Tuesday, January 11, 2005

At Least Two Of The CBS Remedies Will Not Work Well

At least two of the remedies announced by CBS in the wake of the independent panel report on the network's much-criticized broadcast on President Bush's Air National Guard service are not apt to work out well, in my view.

First, CBS said it will name an independent group of reporters to fact-check the findings of its investigative teams on a story such as this. Second, it indicated it will no longer let the original team respond in broadcasts to later criticisms of its work.

Neither are really practical.

Journalistic organizations must trust the people assigned to do stories, especially entailing investigative work. Continually reviewing their findings will only delay presentation beyond reasonable time limits and introduce backbiting into the newsroom.

As far as responding to criticisms, it is the group that has done the original reporting and knows the story best that can most ably respond to questions. It was not improper, in my view, for Rather to defend the original report, as long as he believed in it. It was improper for him to be forced into apologizing on the air, if he still believed in it, as he now indicates he does.

Unless there is trust within a newsroom, the work cannot proceed expeditiously. If such trust does not exist, then new people must be found to do the work (as CBS is doing now; it has fired four people and it will have to name new ones).

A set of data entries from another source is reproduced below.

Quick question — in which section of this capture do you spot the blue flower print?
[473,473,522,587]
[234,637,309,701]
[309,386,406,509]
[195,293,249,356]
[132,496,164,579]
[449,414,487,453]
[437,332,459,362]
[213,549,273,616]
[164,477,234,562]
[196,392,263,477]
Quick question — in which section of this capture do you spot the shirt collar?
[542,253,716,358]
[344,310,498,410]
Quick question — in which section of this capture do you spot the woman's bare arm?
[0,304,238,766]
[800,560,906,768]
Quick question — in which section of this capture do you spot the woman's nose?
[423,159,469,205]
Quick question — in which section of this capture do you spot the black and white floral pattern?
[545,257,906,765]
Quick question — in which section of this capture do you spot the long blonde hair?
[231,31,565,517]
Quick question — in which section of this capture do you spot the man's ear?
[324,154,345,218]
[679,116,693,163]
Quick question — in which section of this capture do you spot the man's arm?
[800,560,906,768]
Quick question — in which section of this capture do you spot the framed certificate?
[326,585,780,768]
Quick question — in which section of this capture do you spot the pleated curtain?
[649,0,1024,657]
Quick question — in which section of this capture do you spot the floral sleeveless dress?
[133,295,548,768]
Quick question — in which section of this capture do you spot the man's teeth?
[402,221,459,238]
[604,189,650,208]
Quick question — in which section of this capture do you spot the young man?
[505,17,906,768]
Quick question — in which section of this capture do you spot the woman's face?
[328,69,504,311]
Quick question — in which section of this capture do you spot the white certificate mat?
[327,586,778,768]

As for the question whether there was bias by producer Mary Mapes, anchor Dan Rather and others in the CBS reporting on Bush and his National Guard service, I do not regard that as the central question. The central question is whether the report was accurate, and it is noteworthy that even at this late date the independent panel will not take a position that it was inaccurate, and Rather states he still believes it was accurate.

The fact is that it is foolish for anyone to assume that reporters don't have biases, either consciously or subconsciously. It has usually been assumed that good reporters can overcome their biases and still report fairly and I know countless instances in which this has been accomplished.

Mistakes will occur in journalism, especially since reporters are seldom on the spot to determine for themselves to a certainty what has happened in a situation.

So I'm not as shocked as many pretend to be that a mistake may have been made in this case. Mistakes are made all the time and frequently have to be corrected. CBS should do so in this matter, if its managers now believe it was wrong. But the network should not allow such admissions to prevent them from doing investigative work aggressively in the future.

A fruitful subject of inquiry in the CBS situation, however, may be whether cost-cutting in the network and its third place position among the nightly network newscasts may have made mistakes more likely by putting their people under more pressure.